During his early teenage years, he had always evinced a great deal of interest in sports. Then, during a normal game of football on what seemed like an ordinary day in a small village of Gaya district in Bihar, nobody had the slightest idea that his life would change forever. Not all are born great, there are rare few individuals who have sidled up to greatness with hard work and determination. From being confined to a wheelchair since 2011 to becoming the country’s fastest wheelchair half-marathoner, Shailesh Kumar is just beyond an inspirational story.
It suffices to say that only a few could have predicted just how integral he would become to the narrative of marathon events held for the disabled. Only nine years ago, Shailesh, then 18, saw his life being impended after suffering a fall and injuring his spinal cord in the process.
Having been confined to a wheelchair, Shailesh could see his world crashing down around him. To him, the condition was no less than a puzzle that could never be again put back together. Almost a decade later, he is focussed on his strengths and stamina, spewing a spirit that flies high. And that’s how the fervour continues.
Shailesh is a national-level wheelchair basketball player, and have also completed a full marathon on a tricycle peddled by hands alone. Besides being a marathoner and a basketball player, Shailesh works as a physio-coordinator and an inclusion trainer at the Chandigarh Spinal Rehabilitation Centre. “I have always made it a point to never say ‘no’ to anything challenging in life. I guess that has worked for me,” Shailesh said, beaming with pride.
Despite challenges from some that an athletic career would be difficult if not impossible to achieve, he proved to others and to himself that the only limits he faced were those he put upon himself.
He participated in his first full marathon on a government-funded bicycle after three years of spinal cord injury. In 2018, he went on to become the fastest Indian marathoner on a wheelchair to clock timing of 3 hours and 58 minutes.

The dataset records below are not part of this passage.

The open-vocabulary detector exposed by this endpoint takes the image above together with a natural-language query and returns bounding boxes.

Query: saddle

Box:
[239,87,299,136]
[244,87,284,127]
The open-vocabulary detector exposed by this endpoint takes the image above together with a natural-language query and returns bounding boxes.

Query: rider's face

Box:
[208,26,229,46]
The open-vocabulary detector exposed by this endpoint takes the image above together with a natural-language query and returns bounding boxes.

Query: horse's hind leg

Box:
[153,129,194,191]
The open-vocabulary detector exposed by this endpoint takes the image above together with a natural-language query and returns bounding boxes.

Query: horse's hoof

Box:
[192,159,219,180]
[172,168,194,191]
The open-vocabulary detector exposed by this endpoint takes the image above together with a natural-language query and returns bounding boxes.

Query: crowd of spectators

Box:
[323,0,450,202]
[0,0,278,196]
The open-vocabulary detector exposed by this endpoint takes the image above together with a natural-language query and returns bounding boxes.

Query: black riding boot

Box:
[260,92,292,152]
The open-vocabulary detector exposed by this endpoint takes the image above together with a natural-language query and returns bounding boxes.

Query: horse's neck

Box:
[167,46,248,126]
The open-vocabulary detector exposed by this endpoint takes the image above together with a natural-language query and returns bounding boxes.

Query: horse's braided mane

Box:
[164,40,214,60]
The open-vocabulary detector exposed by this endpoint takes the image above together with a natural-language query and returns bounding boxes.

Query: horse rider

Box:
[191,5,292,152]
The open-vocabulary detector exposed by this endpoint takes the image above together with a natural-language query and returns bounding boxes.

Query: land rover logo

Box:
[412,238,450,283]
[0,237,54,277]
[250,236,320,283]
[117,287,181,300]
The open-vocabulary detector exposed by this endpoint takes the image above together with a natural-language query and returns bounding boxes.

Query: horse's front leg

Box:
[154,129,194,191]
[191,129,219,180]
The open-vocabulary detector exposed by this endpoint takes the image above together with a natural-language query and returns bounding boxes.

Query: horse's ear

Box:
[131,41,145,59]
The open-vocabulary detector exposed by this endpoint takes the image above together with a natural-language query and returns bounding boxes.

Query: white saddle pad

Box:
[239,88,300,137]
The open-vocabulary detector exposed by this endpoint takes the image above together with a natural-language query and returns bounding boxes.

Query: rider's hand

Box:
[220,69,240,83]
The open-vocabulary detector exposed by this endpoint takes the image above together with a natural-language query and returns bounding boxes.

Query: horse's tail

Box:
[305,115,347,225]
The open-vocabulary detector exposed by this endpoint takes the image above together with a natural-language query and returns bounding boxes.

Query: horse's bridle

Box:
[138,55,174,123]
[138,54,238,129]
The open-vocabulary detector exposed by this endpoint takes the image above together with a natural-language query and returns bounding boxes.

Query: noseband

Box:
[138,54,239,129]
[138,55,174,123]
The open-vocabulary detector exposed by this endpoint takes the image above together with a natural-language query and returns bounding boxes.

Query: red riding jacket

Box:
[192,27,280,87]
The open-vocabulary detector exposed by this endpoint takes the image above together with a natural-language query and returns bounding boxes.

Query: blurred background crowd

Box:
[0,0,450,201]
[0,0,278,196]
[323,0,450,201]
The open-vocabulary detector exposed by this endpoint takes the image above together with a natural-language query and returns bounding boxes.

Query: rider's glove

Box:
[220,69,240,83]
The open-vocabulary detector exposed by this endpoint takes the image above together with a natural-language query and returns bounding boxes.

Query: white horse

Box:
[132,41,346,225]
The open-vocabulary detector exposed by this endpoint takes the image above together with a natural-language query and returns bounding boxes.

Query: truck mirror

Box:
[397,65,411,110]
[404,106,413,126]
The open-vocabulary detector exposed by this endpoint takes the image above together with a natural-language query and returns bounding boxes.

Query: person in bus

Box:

“I want to show the world that there is nothing that is impossible. Even when you are in a wheelchair, you can play sports and you can even represent your country,” he told The Better India. Shailesh’s journey started off as a puzzle with all its pieces jumbled and disarrayed. But he was destined to be much more than an inspirational story. One by one, he put the pieces together to reveal a masterpiece.
So, what’s next? To be able to participate in Tokyo Paralympics this year. The 26-year-old has managed to accumulate funds to buy his first sports wheelchair, which costs about Rs. 4 lakh.
Although Shailesh’s story is undoubtedly inspiring and one that speaks to overcoming adversity, he doesn’t want it to end with that narrative. He is an athlete, trains like any other athlete, and wants to be known for being excellent at what he does. He doesn’t want his differences from able-bodied athletes to define him, because people like him, as he puts it, are “real heroes in life”.
Remember never to give up on yourself!